Free is the future
Posted by katya on Sat, March 01, 2008Chris Anderson of Long Tail fame now has authored a seminal article on increasing shift to business models predicated on giving away the product. It’s a must-read.
The article starts with the example of razors with disposable blades - they were first successfully marketed by being given away. That created demand for blades. The model is alive and well today - you get a free cell phone but pay for the monthly plan. The printer is cheap but the ink or toner is expensive.
This model is also becoming increasingly dramatic, posits Anderson. He says:
It’s now clear that practically everything Web technology touches starts down the path to gratis, at least as far as we consumers are concerned. Storage now joins bandwidth (YouTube: free) and processing power (Google: free) in the race to the bottom. Basic economics tells us that in a competitive market, price falls to the marginal cost. There’s never been a more competitive market than the Internet, and every day the marginal cost of digital information comes closer to nothing. One of the old jokes from the late-’90s bubble was that there are only two numbers on the Internet: infinity and zero. The first, at least as it applied to stock market valuations, proved false. But the second is alive and well.

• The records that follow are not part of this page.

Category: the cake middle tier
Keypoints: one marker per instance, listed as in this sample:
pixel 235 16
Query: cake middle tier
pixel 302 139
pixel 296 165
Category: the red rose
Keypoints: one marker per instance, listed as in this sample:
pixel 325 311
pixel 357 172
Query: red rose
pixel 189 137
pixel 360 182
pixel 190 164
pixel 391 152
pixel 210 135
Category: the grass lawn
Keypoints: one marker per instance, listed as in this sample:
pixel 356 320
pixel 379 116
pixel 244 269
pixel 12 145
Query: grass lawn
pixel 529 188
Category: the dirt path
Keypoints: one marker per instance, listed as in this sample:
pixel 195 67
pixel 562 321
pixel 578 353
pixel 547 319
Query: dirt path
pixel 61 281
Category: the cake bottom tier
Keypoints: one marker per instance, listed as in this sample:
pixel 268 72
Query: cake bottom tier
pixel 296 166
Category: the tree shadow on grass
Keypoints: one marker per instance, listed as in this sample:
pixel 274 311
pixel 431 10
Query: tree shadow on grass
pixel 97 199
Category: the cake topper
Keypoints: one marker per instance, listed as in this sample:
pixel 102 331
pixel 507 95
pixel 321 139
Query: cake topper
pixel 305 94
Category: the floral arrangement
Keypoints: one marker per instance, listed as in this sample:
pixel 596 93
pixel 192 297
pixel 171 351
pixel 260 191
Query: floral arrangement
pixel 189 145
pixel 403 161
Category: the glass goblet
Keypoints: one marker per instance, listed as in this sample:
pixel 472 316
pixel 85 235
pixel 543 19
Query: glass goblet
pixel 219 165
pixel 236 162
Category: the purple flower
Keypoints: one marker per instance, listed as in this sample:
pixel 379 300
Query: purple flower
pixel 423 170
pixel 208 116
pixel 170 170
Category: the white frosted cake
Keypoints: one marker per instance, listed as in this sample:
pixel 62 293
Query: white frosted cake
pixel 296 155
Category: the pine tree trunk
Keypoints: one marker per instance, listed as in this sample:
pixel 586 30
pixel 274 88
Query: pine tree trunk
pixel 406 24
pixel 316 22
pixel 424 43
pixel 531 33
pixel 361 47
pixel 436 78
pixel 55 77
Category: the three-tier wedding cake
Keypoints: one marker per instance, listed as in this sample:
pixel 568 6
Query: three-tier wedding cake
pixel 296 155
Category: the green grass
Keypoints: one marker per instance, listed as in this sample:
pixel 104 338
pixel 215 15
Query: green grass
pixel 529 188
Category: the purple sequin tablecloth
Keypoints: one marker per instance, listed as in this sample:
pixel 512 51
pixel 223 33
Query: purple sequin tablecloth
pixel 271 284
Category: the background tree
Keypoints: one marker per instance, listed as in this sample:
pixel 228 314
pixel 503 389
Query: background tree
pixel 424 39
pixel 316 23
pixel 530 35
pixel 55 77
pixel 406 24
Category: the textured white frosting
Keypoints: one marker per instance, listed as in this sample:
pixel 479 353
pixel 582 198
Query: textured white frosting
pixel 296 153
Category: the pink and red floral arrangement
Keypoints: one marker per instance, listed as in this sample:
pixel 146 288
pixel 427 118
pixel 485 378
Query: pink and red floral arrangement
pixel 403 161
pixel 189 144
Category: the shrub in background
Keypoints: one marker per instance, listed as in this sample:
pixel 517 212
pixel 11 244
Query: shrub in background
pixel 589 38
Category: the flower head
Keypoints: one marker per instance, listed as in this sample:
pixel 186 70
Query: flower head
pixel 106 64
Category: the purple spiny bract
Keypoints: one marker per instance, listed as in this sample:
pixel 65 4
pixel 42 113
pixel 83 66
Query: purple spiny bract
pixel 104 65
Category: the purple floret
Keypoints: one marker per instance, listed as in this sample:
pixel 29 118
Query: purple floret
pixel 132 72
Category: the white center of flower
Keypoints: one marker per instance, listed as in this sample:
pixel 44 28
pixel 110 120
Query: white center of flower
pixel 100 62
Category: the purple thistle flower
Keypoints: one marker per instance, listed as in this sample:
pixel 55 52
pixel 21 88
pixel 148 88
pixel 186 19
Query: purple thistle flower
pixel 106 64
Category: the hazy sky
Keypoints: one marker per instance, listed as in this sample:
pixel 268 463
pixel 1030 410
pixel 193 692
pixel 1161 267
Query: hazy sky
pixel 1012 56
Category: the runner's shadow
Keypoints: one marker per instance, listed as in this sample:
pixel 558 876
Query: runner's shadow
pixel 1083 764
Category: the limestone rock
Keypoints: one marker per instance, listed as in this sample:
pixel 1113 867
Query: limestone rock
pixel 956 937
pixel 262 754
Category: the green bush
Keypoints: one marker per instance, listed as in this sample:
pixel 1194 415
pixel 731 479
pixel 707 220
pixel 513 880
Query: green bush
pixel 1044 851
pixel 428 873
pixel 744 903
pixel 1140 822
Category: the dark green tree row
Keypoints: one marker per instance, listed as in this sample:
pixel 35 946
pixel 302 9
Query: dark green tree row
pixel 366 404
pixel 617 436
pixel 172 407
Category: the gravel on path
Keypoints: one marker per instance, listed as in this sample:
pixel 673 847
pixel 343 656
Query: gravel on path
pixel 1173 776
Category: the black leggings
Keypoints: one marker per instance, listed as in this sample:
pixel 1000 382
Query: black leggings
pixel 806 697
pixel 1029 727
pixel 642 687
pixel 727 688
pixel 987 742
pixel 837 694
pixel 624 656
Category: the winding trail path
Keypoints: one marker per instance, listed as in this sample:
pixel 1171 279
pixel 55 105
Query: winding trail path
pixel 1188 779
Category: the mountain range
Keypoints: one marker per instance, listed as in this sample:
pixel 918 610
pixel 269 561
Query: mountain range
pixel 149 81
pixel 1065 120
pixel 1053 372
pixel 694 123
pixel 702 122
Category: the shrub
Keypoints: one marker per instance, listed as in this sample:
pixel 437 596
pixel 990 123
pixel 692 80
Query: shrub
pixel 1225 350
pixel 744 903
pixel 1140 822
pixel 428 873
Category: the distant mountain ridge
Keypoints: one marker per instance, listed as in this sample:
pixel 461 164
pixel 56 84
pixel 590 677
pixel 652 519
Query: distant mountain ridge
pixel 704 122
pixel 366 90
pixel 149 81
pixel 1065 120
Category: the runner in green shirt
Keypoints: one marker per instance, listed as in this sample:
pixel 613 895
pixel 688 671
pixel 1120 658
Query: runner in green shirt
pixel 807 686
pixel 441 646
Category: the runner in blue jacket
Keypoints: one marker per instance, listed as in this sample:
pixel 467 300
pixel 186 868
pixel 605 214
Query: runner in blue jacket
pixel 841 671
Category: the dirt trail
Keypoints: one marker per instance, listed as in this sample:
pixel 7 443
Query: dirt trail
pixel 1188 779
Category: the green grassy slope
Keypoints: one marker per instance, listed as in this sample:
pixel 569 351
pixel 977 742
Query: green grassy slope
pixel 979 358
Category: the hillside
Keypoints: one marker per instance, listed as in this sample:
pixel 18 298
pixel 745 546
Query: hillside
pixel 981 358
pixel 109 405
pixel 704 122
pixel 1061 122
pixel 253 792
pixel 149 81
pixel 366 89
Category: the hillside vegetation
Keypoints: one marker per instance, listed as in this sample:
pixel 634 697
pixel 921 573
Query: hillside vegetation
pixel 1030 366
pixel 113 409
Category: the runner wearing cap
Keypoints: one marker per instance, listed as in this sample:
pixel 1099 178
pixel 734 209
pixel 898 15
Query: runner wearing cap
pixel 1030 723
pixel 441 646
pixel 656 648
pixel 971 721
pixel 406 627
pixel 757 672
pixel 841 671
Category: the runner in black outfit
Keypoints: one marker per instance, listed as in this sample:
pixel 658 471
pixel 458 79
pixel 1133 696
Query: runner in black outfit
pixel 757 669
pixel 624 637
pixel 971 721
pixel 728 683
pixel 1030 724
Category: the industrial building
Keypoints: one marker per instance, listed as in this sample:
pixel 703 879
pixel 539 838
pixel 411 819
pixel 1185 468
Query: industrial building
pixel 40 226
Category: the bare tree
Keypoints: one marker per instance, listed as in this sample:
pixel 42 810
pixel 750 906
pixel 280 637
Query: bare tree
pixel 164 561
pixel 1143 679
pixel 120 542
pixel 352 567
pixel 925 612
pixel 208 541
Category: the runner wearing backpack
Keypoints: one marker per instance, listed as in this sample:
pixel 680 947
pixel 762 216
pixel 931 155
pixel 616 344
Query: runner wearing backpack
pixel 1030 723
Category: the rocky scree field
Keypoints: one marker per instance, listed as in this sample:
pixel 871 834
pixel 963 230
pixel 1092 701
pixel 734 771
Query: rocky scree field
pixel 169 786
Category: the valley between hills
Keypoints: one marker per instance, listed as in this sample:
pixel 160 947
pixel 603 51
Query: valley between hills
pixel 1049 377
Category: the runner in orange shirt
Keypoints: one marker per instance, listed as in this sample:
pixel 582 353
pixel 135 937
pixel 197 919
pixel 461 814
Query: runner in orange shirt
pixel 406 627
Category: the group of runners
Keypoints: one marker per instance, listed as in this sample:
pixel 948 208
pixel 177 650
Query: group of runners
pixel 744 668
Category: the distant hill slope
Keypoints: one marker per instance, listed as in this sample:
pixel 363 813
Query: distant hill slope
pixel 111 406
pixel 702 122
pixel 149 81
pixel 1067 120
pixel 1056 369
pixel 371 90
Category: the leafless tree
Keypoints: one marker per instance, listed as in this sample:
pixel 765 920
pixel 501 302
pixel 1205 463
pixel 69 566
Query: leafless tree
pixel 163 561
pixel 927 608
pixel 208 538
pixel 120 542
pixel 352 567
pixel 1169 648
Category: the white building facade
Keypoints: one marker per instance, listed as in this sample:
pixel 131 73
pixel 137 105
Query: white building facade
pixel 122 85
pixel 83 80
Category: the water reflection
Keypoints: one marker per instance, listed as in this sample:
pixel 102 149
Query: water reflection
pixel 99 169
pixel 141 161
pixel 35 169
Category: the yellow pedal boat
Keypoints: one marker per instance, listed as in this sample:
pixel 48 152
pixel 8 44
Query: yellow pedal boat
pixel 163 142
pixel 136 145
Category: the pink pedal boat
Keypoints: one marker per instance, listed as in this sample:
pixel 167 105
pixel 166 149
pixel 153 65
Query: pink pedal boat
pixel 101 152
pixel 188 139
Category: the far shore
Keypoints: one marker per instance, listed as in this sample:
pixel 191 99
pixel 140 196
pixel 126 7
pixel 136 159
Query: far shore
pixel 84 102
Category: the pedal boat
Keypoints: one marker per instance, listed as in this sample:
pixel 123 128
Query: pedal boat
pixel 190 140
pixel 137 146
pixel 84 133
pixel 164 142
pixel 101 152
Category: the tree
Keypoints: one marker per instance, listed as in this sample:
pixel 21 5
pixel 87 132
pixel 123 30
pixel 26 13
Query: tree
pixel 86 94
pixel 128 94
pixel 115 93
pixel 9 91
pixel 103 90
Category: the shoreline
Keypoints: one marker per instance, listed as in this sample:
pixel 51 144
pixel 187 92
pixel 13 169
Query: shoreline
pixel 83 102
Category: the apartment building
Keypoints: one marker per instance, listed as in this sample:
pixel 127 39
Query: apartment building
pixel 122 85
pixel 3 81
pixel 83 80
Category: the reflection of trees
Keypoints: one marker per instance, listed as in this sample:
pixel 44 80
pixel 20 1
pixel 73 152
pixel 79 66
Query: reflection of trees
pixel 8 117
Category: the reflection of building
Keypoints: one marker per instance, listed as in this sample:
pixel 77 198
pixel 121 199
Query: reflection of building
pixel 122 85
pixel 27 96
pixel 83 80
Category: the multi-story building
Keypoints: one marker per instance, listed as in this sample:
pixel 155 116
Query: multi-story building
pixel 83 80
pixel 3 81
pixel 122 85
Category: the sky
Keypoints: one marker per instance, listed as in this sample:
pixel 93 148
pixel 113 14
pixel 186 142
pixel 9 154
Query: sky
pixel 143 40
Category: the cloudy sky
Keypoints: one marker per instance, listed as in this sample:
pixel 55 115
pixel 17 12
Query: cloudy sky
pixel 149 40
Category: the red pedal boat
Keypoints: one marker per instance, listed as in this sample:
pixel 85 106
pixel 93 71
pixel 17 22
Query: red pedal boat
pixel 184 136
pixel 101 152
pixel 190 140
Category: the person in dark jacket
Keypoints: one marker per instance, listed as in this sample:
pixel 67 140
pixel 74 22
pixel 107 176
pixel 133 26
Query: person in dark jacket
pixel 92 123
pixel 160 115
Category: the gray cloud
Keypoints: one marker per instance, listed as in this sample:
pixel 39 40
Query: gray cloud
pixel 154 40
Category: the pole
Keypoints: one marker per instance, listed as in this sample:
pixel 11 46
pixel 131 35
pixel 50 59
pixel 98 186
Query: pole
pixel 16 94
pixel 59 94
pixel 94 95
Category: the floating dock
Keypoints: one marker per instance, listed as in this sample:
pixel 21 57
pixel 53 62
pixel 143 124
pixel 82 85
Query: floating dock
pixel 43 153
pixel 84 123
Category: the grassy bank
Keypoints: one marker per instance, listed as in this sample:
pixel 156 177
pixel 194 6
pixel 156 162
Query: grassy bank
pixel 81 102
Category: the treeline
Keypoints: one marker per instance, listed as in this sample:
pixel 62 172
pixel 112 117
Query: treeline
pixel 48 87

The Web has become the land of the free.
Accomplished blogger and great friend Jocelyn alerted me to this part of his thesis when she emailed me yesterday about the article:
There is, presumably, a limited supply of reputation and attention in the world at any point in time. These are the new scarcities — and the world of free exists mostly to acquire these valuable assets for the sake of a business model to be identified later. Free shifts the economy from a focus on only that which can be quantified in dollars and cents to a more realistic accounting of all the things we truly value today.
I experience this dynamic every day at my nonprofit, Network for Good. We give away every bit of expertise and information we can - we have free training calls, we have free fundraising tips sent via email, we have a completely free online Learning Center. We find people are more likely to choose us for their paid fundraising services as a result. It’s like the “gift economy” that Anderson describes.
I think all nonprofits can make this model work. Are you the American Diabetes Association? Send out lots of free information on managing your diabetes. Are you a conservation group? Provide free tools for making your home or business more green. You’ll end up with more (financial) supporters because more people will know your value.
How else do you think the free economy affects our sector?
You can watch Chris talk about the concept on YouTube, but I could not embed his video here because his magazine Wired disabled the “free” embed feature. He’s brilliant but that’s ironic!